Metadata and System Prompts
User metadata and system prompts, including instructions or examples given to the LLM for few-shot learning, add to the token count. These are essential for the model to perform tasks accurately and should not be overlooked.
System prompts can be extensive, especially when setting up complex tasks. System prompts also include multiple sample input-output pairs when doing few-shot prompting. These are often overlooked but can quickly add up, more than tripling the initial token estimate.
Metadata includes any additional context regarding the query. For instance, the current date and time, the name of the user and their details and so on.
Evaluation Tokens
Ensuring the LLM's outputs meet quality standards is non-negotiable. However, we rarely see proper guardrails and output evaluations in production GenAI applications. Implementing evaluation metrics and guardrails to prevent off-topic or harmful content adds layers of token usage that must be accounted for in the initial cost analysis.
Unfortunately, they consume a significant number of tokens. In our in-depth look at RAGAs, a popular library for evaluating RAG applications, we found there to be a token overhead of about 9x compared to the actual RAG query and answer pair. Read more about our findings below:
Death by RAG Evals
Real-world Applications
Deploying LLM apps to production is messy. You have no idea how your users will interact with your app. You should account for regeneration, error handling, prompt attacks and people using the app maliciously. These further increase the token estimates.
Estimating the Price of a GenAI Chatbot
Consider a hypothetical customer service chatbot that analyzes and responds to customer queries. For simplicity, we’ll assume each interaction is a dialogue comprising an initial customer query and a response from the AI.
Estimating Tokens for Context
Firstly, we must account for the context. If the AI needs to review previous interactions to understand the current query better, the token count will increase. A typical support chat thread will contain 200-250 words or about 500 tokens.
Estimating Tokens for System Prompts
Next, we need to estimate the tokens for the system prompt and few-shot examples. These will consume at least 1000 tokens. However, a good rule of thumb is to allocate at least 4x the number of your input and output tokens (considering at least 3 few-shot examples).

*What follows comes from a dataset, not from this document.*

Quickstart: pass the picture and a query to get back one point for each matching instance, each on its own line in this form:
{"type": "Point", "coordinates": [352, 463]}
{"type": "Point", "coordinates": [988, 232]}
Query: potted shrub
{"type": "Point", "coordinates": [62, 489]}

Estimating Tokens for Input and Output
For the input (customer's query) and the bot’s response, let's allocate 100 and 200 tokens respectively.

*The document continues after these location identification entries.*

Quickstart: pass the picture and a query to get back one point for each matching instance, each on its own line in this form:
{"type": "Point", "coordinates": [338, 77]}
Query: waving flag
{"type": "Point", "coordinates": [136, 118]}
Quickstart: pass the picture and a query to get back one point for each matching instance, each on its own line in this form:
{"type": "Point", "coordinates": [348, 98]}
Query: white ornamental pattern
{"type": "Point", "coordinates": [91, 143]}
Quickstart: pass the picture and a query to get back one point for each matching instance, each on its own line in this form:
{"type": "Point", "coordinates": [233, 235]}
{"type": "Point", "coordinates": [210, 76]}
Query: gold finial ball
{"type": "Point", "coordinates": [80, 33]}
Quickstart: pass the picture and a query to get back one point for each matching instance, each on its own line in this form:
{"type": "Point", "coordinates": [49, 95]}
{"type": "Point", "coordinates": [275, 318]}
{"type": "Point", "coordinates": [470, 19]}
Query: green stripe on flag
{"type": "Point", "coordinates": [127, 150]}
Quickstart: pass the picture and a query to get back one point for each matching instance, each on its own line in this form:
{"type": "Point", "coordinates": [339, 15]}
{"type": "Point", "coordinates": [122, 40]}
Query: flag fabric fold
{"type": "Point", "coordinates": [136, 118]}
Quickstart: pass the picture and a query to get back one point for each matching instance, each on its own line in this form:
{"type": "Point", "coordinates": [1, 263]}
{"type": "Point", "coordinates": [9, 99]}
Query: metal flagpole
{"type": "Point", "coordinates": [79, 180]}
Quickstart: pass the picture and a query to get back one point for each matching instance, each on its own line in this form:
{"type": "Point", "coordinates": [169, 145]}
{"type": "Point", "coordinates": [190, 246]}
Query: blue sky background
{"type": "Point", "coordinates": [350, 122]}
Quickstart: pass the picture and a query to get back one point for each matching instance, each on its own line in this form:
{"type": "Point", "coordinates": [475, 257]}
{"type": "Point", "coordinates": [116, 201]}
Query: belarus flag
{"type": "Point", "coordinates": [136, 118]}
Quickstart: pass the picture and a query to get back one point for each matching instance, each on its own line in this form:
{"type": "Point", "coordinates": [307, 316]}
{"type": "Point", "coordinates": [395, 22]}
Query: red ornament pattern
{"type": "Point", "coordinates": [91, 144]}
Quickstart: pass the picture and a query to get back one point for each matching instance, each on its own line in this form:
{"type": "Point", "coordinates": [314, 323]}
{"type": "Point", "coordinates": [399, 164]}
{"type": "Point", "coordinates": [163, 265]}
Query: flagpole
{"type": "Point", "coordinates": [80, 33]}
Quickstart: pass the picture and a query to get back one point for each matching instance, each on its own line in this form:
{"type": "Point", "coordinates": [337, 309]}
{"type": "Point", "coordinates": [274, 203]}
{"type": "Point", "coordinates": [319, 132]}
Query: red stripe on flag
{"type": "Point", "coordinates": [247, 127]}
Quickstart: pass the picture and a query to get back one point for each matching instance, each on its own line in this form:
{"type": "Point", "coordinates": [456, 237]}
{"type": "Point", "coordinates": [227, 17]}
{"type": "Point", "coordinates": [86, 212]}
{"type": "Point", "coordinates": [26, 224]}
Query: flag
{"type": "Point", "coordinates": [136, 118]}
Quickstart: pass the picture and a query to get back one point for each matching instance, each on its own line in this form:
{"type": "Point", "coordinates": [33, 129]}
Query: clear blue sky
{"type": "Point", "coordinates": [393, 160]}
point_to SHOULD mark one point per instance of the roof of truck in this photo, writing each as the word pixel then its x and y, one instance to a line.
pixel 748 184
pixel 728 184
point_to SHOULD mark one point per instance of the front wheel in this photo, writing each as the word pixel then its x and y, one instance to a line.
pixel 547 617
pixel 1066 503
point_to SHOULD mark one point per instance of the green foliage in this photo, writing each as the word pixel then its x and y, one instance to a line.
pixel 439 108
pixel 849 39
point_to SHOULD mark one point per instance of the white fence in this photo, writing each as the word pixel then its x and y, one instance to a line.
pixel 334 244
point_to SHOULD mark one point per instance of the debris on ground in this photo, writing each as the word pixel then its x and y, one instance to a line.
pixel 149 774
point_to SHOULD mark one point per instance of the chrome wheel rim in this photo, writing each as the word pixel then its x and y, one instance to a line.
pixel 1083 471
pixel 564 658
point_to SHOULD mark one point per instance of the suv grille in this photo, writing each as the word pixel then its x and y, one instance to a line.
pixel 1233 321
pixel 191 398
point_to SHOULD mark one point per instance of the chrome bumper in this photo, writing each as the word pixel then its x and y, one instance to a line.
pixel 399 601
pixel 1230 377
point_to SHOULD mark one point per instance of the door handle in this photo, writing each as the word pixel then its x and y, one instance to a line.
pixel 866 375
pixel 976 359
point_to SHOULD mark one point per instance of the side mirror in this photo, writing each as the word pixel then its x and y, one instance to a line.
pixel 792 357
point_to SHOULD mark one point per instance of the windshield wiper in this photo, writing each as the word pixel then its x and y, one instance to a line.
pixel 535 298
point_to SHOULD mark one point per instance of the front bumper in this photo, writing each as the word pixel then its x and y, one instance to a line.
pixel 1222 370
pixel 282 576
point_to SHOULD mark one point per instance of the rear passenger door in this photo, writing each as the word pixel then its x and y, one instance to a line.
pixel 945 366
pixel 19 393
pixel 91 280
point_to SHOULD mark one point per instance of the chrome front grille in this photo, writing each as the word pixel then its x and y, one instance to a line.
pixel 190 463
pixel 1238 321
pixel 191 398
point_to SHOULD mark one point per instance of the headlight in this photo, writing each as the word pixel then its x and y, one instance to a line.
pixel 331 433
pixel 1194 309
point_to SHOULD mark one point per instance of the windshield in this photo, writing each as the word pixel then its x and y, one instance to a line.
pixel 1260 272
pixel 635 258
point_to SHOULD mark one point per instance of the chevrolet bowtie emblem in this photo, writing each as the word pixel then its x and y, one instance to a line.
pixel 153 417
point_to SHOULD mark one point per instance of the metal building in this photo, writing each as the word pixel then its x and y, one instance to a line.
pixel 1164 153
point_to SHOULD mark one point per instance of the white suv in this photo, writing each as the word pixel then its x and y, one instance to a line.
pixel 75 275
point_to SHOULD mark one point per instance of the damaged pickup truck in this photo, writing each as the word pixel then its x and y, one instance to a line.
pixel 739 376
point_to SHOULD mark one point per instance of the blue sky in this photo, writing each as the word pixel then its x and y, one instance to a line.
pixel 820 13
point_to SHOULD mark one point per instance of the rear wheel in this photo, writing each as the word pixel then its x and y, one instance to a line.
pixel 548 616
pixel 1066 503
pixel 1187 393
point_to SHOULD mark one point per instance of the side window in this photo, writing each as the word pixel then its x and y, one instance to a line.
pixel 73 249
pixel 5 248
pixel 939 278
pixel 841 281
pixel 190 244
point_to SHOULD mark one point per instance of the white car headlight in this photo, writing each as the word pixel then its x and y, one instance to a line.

Total Tokens per Interaction
Adding up, we have a total of 1,800 tokens per interaction.
For a business with 10 million interactions yearly, this would sum up to 18 billion tokens.
Cost Calculation
Currently the price for GPT-3.5 is $0.0005 / 1K input tokens and $0.0015 / 1K output tokens. GPT-4 Turbo is $0.01 / 1K tokens and $0.03 / 1K for input and output tokens, respectively.
Considering our application is more input token-heavy, we can consider the costs only for input tokens.

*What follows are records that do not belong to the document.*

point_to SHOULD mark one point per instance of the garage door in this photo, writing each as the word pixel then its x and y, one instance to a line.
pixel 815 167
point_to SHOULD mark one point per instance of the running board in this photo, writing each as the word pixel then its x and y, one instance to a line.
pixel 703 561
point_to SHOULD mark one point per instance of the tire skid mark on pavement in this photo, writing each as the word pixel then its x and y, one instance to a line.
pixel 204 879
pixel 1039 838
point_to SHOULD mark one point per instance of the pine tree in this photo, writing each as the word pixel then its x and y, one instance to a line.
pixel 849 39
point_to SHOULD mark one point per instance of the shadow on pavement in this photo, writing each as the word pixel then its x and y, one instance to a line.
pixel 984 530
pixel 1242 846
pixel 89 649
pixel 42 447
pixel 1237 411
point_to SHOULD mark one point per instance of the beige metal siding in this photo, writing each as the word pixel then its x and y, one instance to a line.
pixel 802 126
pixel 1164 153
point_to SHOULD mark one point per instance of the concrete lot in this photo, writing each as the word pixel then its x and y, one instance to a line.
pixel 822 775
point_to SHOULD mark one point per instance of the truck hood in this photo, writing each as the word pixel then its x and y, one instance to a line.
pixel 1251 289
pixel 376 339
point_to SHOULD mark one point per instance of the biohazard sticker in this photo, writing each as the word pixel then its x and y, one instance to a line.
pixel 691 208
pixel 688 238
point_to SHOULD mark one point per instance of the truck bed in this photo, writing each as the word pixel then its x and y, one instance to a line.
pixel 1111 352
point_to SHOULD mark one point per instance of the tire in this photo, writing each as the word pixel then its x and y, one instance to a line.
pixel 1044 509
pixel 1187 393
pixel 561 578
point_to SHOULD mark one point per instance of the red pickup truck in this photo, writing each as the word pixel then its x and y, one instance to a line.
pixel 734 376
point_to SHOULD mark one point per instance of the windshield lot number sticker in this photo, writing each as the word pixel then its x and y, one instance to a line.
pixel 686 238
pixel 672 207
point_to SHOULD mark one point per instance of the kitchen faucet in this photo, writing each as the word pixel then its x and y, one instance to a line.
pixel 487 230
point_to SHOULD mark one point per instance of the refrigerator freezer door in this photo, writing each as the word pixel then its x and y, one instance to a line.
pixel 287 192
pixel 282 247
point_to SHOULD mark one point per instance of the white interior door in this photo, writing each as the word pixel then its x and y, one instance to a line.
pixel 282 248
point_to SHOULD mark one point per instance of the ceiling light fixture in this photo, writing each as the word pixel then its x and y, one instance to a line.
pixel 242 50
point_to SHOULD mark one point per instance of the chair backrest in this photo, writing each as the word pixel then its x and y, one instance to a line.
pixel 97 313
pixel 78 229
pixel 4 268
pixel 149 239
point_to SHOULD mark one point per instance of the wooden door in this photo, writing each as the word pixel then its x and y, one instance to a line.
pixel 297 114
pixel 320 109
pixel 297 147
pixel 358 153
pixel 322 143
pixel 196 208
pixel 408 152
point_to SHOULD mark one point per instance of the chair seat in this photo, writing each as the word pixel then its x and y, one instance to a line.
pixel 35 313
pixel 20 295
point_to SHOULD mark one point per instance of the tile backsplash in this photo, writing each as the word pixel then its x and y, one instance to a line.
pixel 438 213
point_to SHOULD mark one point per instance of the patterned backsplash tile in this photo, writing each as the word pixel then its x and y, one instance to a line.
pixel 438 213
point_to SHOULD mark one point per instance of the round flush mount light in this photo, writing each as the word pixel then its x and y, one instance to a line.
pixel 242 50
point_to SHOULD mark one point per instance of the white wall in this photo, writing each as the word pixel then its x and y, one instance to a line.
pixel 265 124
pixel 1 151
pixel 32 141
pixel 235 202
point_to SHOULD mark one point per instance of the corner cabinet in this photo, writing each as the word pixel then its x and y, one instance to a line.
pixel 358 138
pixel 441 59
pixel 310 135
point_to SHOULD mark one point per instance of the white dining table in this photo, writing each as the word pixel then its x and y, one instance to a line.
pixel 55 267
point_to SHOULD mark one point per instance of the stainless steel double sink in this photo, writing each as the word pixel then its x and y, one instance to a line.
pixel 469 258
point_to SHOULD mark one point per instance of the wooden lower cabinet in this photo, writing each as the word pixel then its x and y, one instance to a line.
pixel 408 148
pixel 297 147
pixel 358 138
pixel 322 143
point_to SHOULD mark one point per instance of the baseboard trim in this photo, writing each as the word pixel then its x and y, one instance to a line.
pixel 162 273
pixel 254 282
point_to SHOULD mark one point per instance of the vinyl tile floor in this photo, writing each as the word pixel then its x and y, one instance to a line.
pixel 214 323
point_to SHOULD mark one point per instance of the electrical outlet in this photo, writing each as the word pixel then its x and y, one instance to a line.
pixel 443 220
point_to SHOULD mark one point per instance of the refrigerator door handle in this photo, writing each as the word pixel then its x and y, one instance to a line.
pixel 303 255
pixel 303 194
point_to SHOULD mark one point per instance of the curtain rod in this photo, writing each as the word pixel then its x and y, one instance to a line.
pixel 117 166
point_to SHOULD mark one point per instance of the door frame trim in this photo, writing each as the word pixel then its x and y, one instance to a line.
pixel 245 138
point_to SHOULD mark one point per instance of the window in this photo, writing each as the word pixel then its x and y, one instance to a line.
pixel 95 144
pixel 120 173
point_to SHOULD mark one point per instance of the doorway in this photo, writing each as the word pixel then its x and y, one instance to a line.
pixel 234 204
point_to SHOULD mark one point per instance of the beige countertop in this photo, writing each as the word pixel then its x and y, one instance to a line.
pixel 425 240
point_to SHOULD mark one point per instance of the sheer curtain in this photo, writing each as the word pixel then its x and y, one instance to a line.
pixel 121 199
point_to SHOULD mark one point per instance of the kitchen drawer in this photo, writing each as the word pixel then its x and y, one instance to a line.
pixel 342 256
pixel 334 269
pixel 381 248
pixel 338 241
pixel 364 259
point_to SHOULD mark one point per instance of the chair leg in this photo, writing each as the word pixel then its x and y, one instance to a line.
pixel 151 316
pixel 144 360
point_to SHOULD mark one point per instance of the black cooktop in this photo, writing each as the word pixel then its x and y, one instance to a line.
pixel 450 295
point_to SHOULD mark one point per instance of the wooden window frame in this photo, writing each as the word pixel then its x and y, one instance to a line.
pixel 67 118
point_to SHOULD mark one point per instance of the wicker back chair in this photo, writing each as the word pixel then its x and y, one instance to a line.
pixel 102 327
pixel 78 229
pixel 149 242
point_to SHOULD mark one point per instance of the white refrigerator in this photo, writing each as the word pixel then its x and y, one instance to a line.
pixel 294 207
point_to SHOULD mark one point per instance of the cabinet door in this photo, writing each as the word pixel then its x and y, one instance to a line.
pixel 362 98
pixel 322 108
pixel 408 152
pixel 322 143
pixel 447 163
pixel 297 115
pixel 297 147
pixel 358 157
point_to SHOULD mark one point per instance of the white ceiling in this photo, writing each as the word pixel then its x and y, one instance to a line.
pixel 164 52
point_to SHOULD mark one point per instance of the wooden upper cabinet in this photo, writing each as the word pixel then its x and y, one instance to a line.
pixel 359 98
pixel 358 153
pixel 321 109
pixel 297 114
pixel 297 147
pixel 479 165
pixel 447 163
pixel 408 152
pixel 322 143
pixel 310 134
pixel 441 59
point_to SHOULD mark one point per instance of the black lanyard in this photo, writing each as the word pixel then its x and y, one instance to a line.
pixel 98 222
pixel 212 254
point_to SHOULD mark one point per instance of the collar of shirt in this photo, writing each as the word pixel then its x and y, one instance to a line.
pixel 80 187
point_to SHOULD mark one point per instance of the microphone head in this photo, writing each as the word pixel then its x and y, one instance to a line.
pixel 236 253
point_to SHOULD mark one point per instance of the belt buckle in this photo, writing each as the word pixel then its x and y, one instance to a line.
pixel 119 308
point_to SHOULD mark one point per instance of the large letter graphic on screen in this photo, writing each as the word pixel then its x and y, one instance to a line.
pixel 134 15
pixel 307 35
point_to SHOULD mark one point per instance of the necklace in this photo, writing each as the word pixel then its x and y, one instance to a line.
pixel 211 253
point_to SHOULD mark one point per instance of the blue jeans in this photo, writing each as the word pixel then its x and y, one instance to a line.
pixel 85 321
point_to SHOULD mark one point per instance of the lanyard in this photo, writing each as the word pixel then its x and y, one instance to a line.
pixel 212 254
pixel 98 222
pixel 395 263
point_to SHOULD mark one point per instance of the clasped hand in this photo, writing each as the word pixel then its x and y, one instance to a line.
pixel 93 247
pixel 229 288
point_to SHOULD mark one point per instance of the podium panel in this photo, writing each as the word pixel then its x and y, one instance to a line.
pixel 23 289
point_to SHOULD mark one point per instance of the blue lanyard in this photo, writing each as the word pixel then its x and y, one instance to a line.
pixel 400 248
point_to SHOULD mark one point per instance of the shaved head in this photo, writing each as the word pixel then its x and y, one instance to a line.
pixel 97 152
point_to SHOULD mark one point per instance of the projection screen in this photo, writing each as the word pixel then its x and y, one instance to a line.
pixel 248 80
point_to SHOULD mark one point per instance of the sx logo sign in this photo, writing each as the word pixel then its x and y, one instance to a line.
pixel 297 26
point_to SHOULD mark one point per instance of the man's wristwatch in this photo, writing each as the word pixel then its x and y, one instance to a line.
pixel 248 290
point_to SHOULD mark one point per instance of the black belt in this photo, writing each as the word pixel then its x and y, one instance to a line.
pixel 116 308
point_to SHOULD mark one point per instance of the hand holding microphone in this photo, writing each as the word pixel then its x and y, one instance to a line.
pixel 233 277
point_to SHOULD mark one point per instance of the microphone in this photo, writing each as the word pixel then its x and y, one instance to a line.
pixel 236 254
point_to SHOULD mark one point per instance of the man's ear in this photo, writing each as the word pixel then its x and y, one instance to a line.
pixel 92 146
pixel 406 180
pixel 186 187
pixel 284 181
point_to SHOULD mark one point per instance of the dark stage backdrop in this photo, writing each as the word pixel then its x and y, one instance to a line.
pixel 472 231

The cost per 1 million tokens is $0.5 for GPT-3.5. This would mean our annual cost would be 18,000 x $0.5 = $9,000.
However, for GPT-4, the cost per 1 million tokens is $10. The annual cost becomes 18,000 x $10 = $180,000.
At the GPT-4 level of costs, you can hire 2 or more people to analyse the chatbot outputs manually! Or even build your own custom model to do the analysis!
Don’t forget the overheads!
These calculations do not yet consider the evaluation of outputs, guardrails, or any sophisticated analysis that may require even more tokens.
Accounting for these, you can expect to pay at least another 9x the value we calculated in the last section. This equates to $81,000 for GPT-3.5 and $1.62M for GPT-4!
Unfortunately for GenAI apps, the devil is in the details—or in this case, the tokens. Token costs can be like icebergs—what you see is just the tip, and there’s a whole mountain of expenses lurking beneath the surface.